Integrating Factors in investment portfolios
The use of quantitative techniques is not a new phenomenon in investing; in fact, it might actually be as old as investing itself. When Ben Graham popularized his ‘cigar-butt’ approach of buying companies trading at deep discounts to their book value, he was trying to take exposure to the value factor. Similarly, through his philosophy of buying ‘high-moat’ companies trading at reasonable prices, Warren Buffett was actually trying to identify companies that had high quality and value factor exposures. But these approaches typically used factors only as a corroborator of investment thesis. Portfolio construction was largely governed by the manager’s discretion.
It was only after factors such as value and momentum were formally defined in the 1990s that market participants incorporating these factors into portfolios in a strictly rules-based manner. This purely rules-based and unambiguous approach of identifying and selecting companies with high exposure to a target factor is known more popularly today as ‘Factor Investing’. It is a three step process:
- Using a quantitative descriptor to express a factor. For e.g., Price to Book (P/B)
- Defining rules to include or exclude companies by using these descriptors to create a portfolio. For e.g., a value portfolio could be formed by selecting the 30 percentile companies with the lowest P/B ratio.
- Applying these rules on an investment universe at a pre-defined periodicity (annually, quarterly, etc.)
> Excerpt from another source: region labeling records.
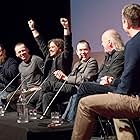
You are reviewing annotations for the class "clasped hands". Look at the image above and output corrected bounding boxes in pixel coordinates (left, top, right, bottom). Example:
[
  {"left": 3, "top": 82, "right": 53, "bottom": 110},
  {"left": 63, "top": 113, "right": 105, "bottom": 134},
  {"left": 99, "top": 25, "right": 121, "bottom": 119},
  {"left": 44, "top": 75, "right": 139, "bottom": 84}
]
[{"left": 53, "top": 70, "right": 68, "bottom": 80}]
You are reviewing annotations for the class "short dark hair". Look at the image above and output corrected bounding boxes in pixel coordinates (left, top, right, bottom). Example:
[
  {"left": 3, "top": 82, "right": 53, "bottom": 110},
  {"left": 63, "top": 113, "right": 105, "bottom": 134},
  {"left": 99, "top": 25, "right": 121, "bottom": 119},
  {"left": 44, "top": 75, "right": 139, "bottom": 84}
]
[
  {"left": 77, "top": 39, "right": 91, "bottom": 50},
  {"left": 48, "top": 38, "right": 64, "bottom": 51},
  {"left": 122, "top": 4, "right": 140, "bottom": 27}
]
Factor Investing strategies have found widespread adoption among institutions, HNIs, as well as retail investors in the developed world. ~USD 1.9 trillion was managed using factor strategies globally in 2017, rising from ~USD 650 billion in 2011, growing at ~20% annually. Blackrock further estimates these strategies to reach ~USD 3.4 trillion by 2022. However, in India, awareness of factor investing strategies has been limited thus far, and factor-based funds are just starting to come up. As investors look for different ways to enhance their returns, these strategies might offer an interesting alternative. However, allocation to these strategies must be done only after understanding the risks inherent in them.
Disclaimer: This article has been issued on the basis of internal data, publicly available information and other sources believed to be reliable. The information contained in this document is for general purposes only and not a complete disclosure of every material fact. The stocks/sectors mentioned herein is for explaining the concept and shall not be construed as an investment advice to any party. The information / data herein alone is not sufficient and shouldn’t be used for the development or implementation of any investment strategy. It should not be construed as an investment advice to any party. All opinions, figures, estimates and data included in this article are as on date. The article does not warrant the completeness or accuracy of the information and disclaims all liabilities, losses and damages arising out of the use of this information. The statements contained herein may include statements of future expectations and other forward-looking statements that are based on our current views and assumptions and involve known and unknown risks and uncertainties that could cause actual results, performance or events to differ materially from those expressed or implied in such statements. Readers shall be fully responsible/liable for any decision taken on the basis of this article. Investments in securities markets are subject to market risks, read all the relevant documents carefully.